Let’s take a look at the standing on July 25th.
If we were to extrapolate wins based on this data, Philiadelphia, San Francisco, and Pittsburgh would all win their division. Atlanta would win the wild card. Of those teams, only Philadelphia actually made it into the postseason. Pittsburgh would collapse in historic fashion, San Francisco would fall out of the wild card chase, and Atlanta was eliminated the last day of the season.
How does my eigenvector approach rank the teams?
Milwaukee, Philadelphia, and Arizona are all correctly predicted to be division winners. Only the New York Mets are out of place. Their high ranking is due to the fact that up until this point, they had won 100% of their games against Arizona. The next time the two teams met, Arizona won all three games, and the Mets’ predicted outcome dropped to 86 wins.

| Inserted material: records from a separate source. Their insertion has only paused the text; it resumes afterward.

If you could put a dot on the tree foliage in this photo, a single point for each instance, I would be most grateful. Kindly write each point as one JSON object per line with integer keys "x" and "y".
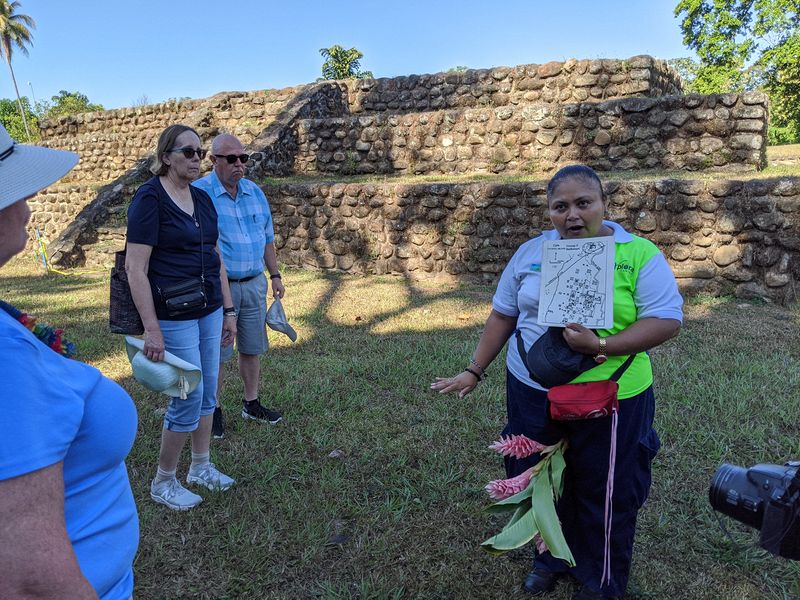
{"x": 12, "y": 120}
{"x": 66, "y": 103}
{"x": 343, "y": 64}
{"x": 15, "y": 32}
{"x": 747, "y": 44}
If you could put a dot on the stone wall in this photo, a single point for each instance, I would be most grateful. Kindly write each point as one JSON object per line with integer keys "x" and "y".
{"x": 740, "y": 237}
{"x": 692, "y": 132}
{"x": 111, "y": 142}
{"x": 553, "y": 82}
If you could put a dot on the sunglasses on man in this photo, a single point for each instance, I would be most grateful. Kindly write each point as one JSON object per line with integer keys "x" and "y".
{"x": 190, "y": 152}
{"x": 232, "y": 158}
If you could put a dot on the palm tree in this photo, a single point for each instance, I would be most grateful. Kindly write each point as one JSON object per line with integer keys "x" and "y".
{"x": 15, "y": 30}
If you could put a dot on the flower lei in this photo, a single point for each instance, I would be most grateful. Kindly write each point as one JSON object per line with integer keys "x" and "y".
{"x": 50, "y": 336}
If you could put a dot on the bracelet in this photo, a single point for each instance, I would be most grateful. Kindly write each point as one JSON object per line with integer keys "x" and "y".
{"x": 471, "y": 372}
{"x": 475, "y": 364}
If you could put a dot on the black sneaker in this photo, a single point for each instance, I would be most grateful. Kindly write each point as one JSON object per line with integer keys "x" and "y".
{"x": 217, "y": 426}
{"x": 254, "y": 410}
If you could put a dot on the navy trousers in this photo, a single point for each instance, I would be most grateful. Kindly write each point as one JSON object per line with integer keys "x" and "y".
{"x": 582, "y": 506}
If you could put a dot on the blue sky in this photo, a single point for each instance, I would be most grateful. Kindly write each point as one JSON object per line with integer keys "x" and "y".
{"x": 118, "y": 51}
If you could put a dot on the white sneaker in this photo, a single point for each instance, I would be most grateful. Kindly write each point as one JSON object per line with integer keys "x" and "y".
{"x": 209, "y": 476}
{"x": 172, "y": 494}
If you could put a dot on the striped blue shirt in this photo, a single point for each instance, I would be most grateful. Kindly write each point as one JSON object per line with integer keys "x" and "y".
{"x": 245, "y": 225}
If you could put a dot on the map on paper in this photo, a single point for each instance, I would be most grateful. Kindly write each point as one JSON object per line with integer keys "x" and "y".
{"x": 577, "y": 283}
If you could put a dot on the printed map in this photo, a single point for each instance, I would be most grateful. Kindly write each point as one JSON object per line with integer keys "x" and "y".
{"x": 577, "y": 283}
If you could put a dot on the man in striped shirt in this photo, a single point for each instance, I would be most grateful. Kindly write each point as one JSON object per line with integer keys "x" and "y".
{"x": 246, "y": 239}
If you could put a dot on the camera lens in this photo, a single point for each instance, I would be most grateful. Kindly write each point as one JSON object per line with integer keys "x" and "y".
{"x": 736, "y": 495}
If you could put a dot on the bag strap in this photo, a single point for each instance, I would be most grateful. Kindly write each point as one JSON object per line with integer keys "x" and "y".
{"x": 622, "y": 368}
{"x": 522, "y": 352}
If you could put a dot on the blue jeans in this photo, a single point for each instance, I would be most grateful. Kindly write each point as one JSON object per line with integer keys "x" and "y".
{"x": 197, "y": 342}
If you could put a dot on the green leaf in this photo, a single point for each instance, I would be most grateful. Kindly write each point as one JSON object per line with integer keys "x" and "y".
{"x": 514, "y": 536}
{"x": 557, "y": 466}
{"x": 546, "y": 519}
{"x": 518, "y": 514}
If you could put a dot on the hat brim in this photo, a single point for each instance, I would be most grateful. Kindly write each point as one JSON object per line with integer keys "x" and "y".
{"x": 134, "y": 346}
{"x": 30, "y": 169}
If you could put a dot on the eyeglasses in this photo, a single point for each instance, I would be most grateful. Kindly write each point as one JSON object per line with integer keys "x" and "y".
{"x": 190, "y": 152}
{"x": 232, "y": 158}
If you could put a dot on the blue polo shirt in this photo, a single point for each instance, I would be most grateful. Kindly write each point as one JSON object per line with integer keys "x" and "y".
{"x": 245, "y": 225}
{"x": 60, "y": 410}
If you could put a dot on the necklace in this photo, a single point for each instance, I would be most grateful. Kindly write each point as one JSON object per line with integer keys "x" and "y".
{"x": 49, "y": 336}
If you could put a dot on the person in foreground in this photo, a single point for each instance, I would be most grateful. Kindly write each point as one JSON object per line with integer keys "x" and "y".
{"x": 246, "y": 239}
{"x": 172, "y": 242}
{"x": 68, "y": 522}
{"x": 647, "y": 312}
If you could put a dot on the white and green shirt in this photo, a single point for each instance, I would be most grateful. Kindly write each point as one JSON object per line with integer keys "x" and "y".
{"x": 644, "y": 286}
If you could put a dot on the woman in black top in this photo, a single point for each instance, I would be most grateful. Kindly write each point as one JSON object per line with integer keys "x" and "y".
{"x": 172, "y": 239}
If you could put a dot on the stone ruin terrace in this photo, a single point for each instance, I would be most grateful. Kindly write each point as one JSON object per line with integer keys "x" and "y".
{"x": 497, "y": 133}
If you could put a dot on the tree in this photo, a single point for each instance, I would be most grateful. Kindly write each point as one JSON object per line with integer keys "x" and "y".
{"x": 66, "y": 103}
{"x": 11, "y": 118}
{"x": 342, "y": 64}
{"x": 746, "y": 43}
{"x": 15, "y": 30}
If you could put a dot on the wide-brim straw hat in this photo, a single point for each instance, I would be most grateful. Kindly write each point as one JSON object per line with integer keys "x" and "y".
{"x": 26, "y": 170}
{"x": 172, "y": 376}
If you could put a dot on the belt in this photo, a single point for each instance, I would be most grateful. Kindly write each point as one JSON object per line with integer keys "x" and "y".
{"x": 243, "y": 279}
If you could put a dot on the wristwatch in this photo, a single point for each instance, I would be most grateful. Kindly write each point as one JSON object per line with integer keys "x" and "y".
{"x": 601, "y": 355}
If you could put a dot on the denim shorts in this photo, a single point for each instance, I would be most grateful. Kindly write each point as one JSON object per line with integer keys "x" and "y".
{"x": 250, "y": 301}
{"x": 196, "y": 341}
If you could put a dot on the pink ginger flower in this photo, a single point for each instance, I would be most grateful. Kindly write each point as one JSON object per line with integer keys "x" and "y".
{"x": 541, "y": 547}
{"x": 500, "y": 489}
{"x": 518, "y": 446}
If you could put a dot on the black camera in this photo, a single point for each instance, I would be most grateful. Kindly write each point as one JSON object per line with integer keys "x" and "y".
{"x": 766, "y": 497}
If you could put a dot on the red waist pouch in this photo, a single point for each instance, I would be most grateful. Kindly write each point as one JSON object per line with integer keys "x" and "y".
{"x": 590, "y": 400}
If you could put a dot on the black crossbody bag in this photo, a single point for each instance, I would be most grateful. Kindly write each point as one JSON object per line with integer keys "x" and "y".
{"x": 190, "y": 294}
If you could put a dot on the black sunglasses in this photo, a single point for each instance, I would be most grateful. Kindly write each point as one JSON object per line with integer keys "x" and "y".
{"x": 190, "y": 152}
{"x": 232, "y": 158}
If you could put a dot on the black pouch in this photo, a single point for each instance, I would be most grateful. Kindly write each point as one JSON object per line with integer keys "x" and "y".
{"x": 183, "y": 297}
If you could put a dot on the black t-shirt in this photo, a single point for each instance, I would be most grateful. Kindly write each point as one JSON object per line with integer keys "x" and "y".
{"x": 155, "y": 220}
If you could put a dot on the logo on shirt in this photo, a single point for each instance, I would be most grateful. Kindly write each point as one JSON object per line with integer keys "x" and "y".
{"x": 623, "y": 266}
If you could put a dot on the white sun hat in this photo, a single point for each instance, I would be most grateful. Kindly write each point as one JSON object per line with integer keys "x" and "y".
{"x": 172, "y": 376}
{"x": 25, "y": 170}
{"x": 276, "y": 319}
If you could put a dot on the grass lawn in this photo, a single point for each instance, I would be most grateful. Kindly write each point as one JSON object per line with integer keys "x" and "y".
{"x": 372, "y": 486}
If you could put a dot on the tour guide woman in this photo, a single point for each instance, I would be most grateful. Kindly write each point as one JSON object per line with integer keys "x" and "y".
{"x": 172, "y": 238}
{"x": 68, "y": 524}
{"x": 647, "y": 312}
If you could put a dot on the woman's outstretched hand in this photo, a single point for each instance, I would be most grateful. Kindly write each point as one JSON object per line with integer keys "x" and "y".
{"x": 581, "y": 339}
{"x": 463, "y": 383}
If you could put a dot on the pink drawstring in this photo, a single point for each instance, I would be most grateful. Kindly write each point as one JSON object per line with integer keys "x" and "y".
{"x": 612, "y": 457}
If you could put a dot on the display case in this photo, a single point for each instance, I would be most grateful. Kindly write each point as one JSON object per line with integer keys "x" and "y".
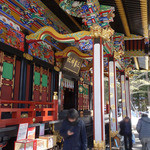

Another anomaly here is the Florida Marlins. They’d suffered a disastrous 5 win 23 loss June, but still managed to rank relatively high in this list. The only thing I can imagine is that they’re being lifted by the presence of the Mets in the top four (against whom they’d won 60% of their games at this point of the season). A potential improvement to my approach would be to add Laplace Smoothing for matchups that have not registered some threshold number of games.
The July 25th date is actually significant, in that it is the last day before the Pittsburgh Pirates fell apart in the second half of the season. It seems that this outcome wasn’t totally out of character for the team. Even though they were in first place in their division, according to my approach’s rankings, they were still performing at the level of a team that would lose more games than it would win.
The entirety of the NL West (Arizona, Los Angeles, San Francisco, San Diego, Colorado) are all predicted to within 2 games of their season’s end scores.
This model is far from perfect, but it’s certainly an improvement over what has been the norm for over a century. Let’s see how it fares against current data.
2012 season predictions
Let’s use the data available as of the night of July 22nd, 2012. This is less data than the 2012 predictions, but let’s give it a shot.
So, what does this tell us. Atlanta is a 100 win team (they’re currently 5th overall in the league). The Washington Nationals, despite having the best record that night, will not advance to the playoffs. The Los Angeles Dodgers will barely take the division over the San Francisco Giants, who end up with the first wild card spot. Cincinatti Reds will win the NL Central, and the Pittsburgh Pirates will be the first team in MLB history to win the second wild card spot.
As an aside, this algorithm really hates the Padres, and predicts that they’ll only win eight more of their remaining 65 games. I don’t get it.
Let’s check on this in a couple months to see if it’s at all correct.